Rev. Samuel Elbert Miner was from the “Manassah” branch of family patriarch Thomas Miner’s Connecticut clan. This same Mannassah branch was represented in Steuben County, New York state, from where Bonelatta Gang contact Joshua D. Miner learned the counterfeiting trade from his father, who I’ll talk about shortly.
Rev. Samuel Elbert Miner settled in Monroe, WI at approximately that same time Napoleon Bonaparte Latta relocated his counterfeiting headquarters here. Latta was forced to vacate his Michigan stronghold when his father was busted for counterfeiting near the Upper Peninsula (“U.P.”).
After a few months preaching here, Rev. Miner gave up the cloth to become a lumber merchant. Over the course of the Bonelatta Gang’s heyday, when 5 out of 12 Monroe residents worked with the counterfeiters, Rev.
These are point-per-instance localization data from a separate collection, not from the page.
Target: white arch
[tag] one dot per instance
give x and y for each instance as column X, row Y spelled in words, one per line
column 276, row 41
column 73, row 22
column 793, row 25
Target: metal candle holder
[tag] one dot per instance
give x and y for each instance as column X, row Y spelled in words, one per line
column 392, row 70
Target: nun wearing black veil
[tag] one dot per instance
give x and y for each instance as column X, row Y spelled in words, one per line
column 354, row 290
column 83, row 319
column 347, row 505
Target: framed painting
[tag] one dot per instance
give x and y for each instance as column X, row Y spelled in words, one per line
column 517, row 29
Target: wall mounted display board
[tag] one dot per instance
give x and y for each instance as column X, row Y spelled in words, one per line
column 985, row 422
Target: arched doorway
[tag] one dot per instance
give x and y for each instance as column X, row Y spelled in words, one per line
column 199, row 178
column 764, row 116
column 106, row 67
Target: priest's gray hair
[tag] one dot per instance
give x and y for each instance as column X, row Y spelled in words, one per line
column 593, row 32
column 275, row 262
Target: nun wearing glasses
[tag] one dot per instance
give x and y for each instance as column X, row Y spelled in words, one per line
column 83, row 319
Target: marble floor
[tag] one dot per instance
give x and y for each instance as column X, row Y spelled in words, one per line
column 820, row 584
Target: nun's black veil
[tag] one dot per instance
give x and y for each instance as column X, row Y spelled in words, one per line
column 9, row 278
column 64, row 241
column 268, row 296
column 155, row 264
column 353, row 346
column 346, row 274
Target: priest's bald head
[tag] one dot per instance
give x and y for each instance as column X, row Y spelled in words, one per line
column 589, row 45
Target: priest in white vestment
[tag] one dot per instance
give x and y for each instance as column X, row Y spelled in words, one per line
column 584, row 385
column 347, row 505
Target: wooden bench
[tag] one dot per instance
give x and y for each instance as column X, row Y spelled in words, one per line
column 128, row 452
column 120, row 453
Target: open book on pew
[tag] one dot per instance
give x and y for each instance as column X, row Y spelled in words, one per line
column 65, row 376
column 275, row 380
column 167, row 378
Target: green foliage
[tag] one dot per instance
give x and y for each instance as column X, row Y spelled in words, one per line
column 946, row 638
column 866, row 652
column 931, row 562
Miner blossomed into one of the town’s wealthy citizens. Danl Young joined Monroe’s business community in 1869 when Rev. Miner had demonstrated his financial success and the Bonelattas were at the peak of their game.
Was it coincidence that Rev. Samuel Elbert Miner came to Monroe and struck it rich during our town’s dark period (1857-1871) as a leading center for organized crime? The nature of 19th century counterfeiting networks would suggest not. These crime networks were tight-knit, extended-family operations which grew as sons and cousins settled westward or daughters married into other counterfeiting families. In-group compliance was enforced via family ties and a culture of blood-oaths, which historian Kathleen Kimball Melonakos identifies as derivative of Freemasonry— a politically sensitive topic in the 1830s and 40s.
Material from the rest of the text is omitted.